Madame Lyk trat mit einem Briefchen und einem Zettelchen in der Hand, ans welchem die Hornische Schuldforderung verzeichnet war, wieder herein, und gleich nach ihr erschien ein Mädchen mit einer Flasche süßen Weins und mit Gläsern. Die Doctorin verbat, indem sie ihren Widerwillen gegen starke Getränke – Monsieur Schlicht, indem er seine Geschäfte zu Hause vorschützte, wo er noch so Manches zu thun habe, daß die Stelle ihm unter den Füßen brenne. Die Wittwe, die sich ihm für seine Mühe so gern erkenntlich bewiesen hätte, bot alle ihre Beredtsamkeit gegen ihn auf, und schon gerieth er mit der seinigen sehr in's Stocken; aber die Doctorin, um mit der Wittwe allein zu sein, schlug sich auf seine Seite, und half ihm durch. – Ich kenne, sagte sie, meinen lieben, guten Schlicht: er thut Alles, was ihm obliegt, mit großer Treue, mit großem Eifer; und da ihm das Haus meines Vaters zur Aufsicht übergeben ist, so hängt er daran nicht anders, als ob er, wie die Schnecke, damit verwachsen wäre. Er trägt es zwar nicht auf dem Rücken, aber er trägt es dafür auf dem Herzen. Ihm ist nicht anders wohl, als wenn er darin steckt.

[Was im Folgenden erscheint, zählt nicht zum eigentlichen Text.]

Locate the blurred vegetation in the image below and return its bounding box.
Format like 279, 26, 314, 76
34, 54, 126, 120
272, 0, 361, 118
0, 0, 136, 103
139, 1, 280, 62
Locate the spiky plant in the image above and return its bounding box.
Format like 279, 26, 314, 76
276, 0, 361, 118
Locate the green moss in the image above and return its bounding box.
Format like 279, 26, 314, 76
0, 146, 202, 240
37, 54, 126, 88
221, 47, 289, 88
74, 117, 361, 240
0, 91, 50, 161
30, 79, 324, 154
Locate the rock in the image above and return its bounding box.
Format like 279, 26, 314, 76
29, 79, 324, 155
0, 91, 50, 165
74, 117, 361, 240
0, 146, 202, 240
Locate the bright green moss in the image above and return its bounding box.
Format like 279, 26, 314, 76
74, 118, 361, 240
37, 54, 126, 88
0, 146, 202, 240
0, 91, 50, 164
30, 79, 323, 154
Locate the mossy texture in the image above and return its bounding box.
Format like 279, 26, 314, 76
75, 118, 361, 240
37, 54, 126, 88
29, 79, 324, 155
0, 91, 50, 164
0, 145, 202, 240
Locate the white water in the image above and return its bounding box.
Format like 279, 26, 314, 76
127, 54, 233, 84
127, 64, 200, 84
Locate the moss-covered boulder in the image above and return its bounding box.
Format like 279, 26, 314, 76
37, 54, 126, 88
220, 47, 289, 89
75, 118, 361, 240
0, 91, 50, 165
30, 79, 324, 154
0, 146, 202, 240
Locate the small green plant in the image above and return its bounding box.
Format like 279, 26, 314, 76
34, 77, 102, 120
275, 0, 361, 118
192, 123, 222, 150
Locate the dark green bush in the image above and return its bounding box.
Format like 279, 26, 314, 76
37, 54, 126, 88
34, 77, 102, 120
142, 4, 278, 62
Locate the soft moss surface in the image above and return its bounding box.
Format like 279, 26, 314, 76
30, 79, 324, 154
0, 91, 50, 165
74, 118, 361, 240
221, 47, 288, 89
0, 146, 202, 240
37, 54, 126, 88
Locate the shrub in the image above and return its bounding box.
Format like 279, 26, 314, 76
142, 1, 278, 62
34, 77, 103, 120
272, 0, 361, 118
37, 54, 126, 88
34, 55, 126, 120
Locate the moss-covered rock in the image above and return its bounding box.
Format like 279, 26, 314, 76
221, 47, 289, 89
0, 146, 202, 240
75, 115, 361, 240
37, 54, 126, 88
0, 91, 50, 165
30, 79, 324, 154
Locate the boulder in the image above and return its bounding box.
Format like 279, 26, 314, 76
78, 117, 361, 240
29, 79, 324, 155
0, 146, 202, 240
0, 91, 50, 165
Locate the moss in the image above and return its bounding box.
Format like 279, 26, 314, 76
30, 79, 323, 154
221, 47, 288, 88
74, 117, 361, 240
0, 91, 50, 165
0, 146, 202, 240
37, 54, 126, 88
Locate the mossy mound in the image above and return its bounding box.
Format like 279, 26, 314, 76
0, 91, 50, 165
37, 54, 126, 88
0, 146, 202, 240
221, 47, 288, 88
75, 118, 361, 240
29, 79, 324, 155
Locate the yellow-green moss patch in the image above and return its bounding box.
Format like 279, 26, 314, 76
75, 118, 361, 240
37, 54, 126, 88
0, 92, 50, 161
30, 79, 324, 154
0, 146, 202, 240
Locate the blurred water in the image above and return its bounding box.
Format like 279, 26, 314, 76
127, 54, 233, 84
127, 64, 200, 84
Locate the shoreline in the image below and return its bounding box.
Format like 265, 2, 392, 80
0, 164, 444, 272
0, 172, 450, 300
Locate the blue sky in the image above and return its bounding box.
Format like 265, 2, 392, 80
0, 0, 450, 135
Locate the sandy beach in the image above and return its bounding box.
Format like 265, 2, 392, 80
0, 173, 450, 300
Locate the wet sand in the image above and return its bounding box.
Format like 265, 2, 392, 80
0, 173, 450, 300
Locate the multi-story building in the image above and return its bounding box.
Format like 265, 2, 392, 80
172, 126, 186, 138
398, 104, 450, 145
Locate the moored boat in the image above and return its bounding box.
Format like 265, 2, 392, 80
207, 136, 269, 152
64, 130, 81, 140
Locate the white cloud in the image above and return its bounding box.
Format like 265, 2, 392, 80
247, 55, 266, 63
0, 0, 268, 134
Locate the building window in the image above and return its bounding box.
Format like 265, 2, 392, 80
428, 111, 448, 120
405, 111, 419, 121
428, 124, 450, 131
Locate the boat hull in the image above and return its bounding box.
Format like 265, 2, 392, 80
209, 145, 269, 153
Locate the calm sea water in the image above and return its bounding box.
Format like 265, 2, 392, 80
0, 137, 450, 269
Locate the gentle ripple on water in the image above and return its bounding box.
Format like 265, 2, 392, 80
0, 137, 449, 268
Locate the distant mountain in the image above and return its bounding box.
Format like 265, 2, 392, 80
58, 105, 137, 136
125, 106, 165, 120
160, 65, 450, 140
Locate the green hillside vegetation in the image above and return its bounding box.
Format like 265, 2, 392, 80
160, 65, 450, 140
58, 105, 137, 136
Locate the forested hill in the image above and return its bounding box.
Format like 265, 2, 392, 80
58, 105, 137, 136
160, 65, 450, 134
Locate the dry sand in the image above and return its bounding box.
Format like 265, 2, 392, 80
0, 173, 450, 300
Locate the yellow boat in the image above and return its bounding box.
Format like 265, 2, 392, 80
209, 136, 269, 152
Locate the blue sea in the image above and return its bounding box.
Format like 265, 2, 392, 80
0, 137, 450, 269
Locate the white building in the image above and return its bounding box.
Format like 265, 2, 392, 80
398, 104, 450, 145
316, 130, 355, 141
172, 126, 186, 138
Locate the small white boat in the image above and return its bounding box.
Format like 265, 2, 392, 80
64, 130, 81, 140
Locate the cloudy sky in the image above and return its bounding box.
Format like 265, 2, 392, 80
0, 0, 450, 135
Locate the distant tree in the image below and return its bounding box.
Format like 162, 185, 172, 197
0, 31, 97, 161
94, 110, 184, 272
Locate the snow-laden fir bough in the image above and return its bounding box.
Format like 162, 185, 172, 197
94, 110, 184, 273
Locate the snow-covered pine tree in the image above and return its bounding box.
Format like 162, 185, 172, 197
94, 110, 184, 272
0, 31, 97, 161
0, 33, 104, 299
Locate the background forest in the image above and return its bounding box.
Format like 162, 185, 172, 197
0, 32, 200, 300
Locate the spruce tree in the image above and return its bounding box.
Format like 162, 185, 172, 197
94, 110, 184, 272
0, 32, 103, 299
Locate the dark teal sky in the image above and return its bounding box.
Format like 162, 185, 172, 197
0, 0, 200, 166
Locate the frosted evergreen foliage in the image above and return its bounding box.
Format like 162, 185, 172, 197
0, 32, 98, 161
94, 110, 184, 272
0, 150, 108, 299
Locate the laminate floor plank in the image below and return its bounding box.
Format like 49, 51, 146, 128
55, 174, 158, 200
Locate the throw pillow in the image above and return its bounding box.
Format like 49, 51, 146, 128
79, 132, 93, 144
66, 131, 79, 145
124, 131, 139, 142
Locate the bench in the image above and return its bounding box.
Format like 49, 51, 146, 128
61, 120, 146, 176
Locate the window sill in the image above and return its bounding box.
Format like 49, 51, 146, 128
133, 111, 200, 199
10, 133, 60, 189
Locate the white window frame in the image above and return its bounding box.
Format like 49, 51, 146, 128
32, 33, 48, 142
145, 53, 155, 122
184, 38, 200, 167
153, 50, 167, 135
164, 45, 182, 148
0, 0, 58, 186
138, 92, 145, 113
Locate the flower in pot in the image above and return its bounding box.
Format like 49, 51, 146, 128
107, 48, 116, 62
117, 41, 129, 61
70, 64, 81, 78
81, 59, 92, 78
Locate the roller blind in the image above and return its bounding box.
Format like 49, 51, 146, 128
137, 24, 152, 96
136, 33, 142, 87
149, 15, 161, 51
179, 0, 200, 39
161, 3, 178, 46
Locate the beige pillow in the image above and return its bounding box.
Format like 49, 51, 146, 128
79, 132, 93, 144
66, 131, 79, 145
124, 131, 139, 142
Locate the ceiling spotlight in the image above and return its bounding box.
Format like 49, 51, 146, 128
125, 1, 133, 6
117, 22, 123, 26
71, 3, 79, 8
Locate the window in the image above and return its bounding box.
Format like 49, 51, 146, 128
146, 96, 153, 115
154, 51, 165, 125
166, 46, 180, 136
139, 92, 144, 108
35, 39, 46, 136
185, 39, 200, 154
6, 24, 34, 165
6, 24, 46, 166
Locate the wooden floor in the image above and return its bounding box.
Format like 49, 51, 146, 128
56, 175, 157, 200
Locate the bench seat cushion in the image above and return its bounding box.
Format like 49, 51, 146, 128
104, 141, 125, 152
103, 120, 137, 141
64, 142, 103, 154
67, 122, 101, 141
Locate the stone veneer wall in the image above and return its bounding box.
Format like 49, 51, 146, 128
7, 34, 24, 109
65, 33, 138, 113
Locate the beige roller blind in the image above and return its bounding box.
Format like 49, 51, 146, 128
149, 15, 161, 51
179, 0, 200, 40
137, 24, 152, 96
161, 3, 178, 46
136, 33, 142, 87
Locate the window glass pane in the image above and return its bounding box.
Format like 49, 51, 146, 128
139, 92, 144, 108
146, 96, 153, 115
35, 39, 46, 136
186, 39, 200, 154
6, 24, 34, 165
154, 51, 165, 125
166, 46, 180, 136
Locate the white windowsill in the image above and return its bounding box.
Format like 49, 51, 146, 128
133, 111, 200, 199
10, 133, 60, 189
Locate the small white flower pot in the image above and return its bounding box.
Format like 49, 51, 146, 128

Das war einmal ein Lob, ganz nach dem Sinne von Monsieur Schlicht, und er dankte dafür, indem er es ehrlich annahm, mit vieler Freude. Auch Madame Lyk sagte ihm noch beim Abschiede viel Schönes; sie erinnerte sich alles des Guten, was sie aus dem Munde des Herrn Stark von ihm gehört hatte, und freute sich, die Bekanntschaft eines Mannes gemacht zu haben, der einer so hochachtungswürdigen Familie, als die Starkische, so vorzüglich werth sei. – Kein Madera, noch Cyper, noch Syrakuser, noch was sonst die Flasche der Wittwe enthalten mochte, hätte das Herz des alten Schlicht mehr erquicken, oder ihm den Kopf mehr benebeln können, als diese lieblichen Worte, denn wirklich schien er, als er auf die Straße hinaustrat, ein wenig berauscht. Er sprach in einem fort mit sich selbst, und gesticulirte dabei so lebhaft, daß mehrere der Vorübergehenden stillstanden und ihm mit Lachen nachsahen. Der Inhalt seines Selbstgespräches war: daß von allen Frauen der Stadt die Frau Doctorin ohne Widerrede die beste, aber gleich nach ihr Madame Lyk die liebenswürdigste und vortrefflichste sei. – Indem er sich dachte, daß irgend Jemand so frech sein könne, ihm das zu läugnen, stieß er mit dem Stock so heftig gegen das Pflaster, und schnitt so wilde Gesichter, daß ein Paar spielende Kinder vor Schrecken zusammenfuhren, und mir Geschrei in die Häuser liefen.